Notre croissance continue dans le domaine des technologies de communication exacerbe la fracture économique de la société. L’accès à l’internet à haut débit et à la téléphonie mobile est désormais essentiel. Tous les parents ne peuvent pas se permettre ou accéder à ces ressources. Que peuvent faire les écoles et les villes pour aider les étudiants qui sont en situation d’insécurité technologique, ménagère, alimentaire et de revenus ?

Les politiciens qui ont comme priorité trompeuse le désir d’accumulation du pouvoir, la richesse personnelle et la priorité de servir les oligarques des entreprises rendent un mauvais service à notre démocratie. La pandémie a exposé et accru les membres les plus faibles de notre société et les retombées à venir, avec la fin des moratoires sur les expulsions, vont libérer une nouvelle vague de personnes contraintes de déménager, de trouver un logement abordable et de nouveaux emplois. Un rééquilibrage économique doit faire partie de la discussion.

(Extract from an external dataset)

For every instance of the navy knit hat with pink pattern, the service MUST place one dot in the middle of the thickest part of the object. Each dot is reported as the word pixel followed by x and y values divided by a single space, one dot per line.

Il se trouve que les navigateurs probables du réaménagement de notre société sont les artistes, les créateurs et les penseurs que les politiciens et les entreprises s’efforcent de contrôler, de comprendre ou d’ignorer parce qu’ils ne se conforment pas à leurs modèles de fonctionnement standard. Quoi qu’il en soit, reconstruire et investir dans les arts est la clé pour reconnecter la communauté.

La combinaison des compétences créatives des artistes avec les services des parcs et loisirs et les institutions culturelles permettra de rapprocher les gens. Leurs capacités collectives sont les éléments de base essentiels pour relier les communautés. Elles offrent des possibilités de faire progresser l’éducation, de promouvoir le bien-être personnel et d’élever les compétences de la vie courante. Mais ces ressources ont été privées de revenus ou ont été forcées de fonctionner comme des entreprises autonomes qui se font concurrence pour obtenir des fonds au détriment de la construction de la communauté.

Les villes peuvent être des coquilles vides conçues pour abriter des personnes et soutenir le commerce, ou elles peuvent être des lieux de vie dynamiques axés sur les ressources permettant de libérer le potentiel, la passion et l’objectif des gens. Les collectivités locales sont des facilitateurs de la qualité de vie. En général, par manque d’imagination et de politique, elles sont prisonnières de leur banalité.

Les villes saines et dynamiques augmentent leurs ressources pour aider leurs habitants à atteindre la grandeur. Les arts, l’accès à la créativité et les ressources en matière de loisirs sont les grands égalisateurs de la société. Les villes qui adoptent les arts et les activités liées aux compétences de la vie courante renforcent leur résilience et leur valeur pour leur présent et leur avenir.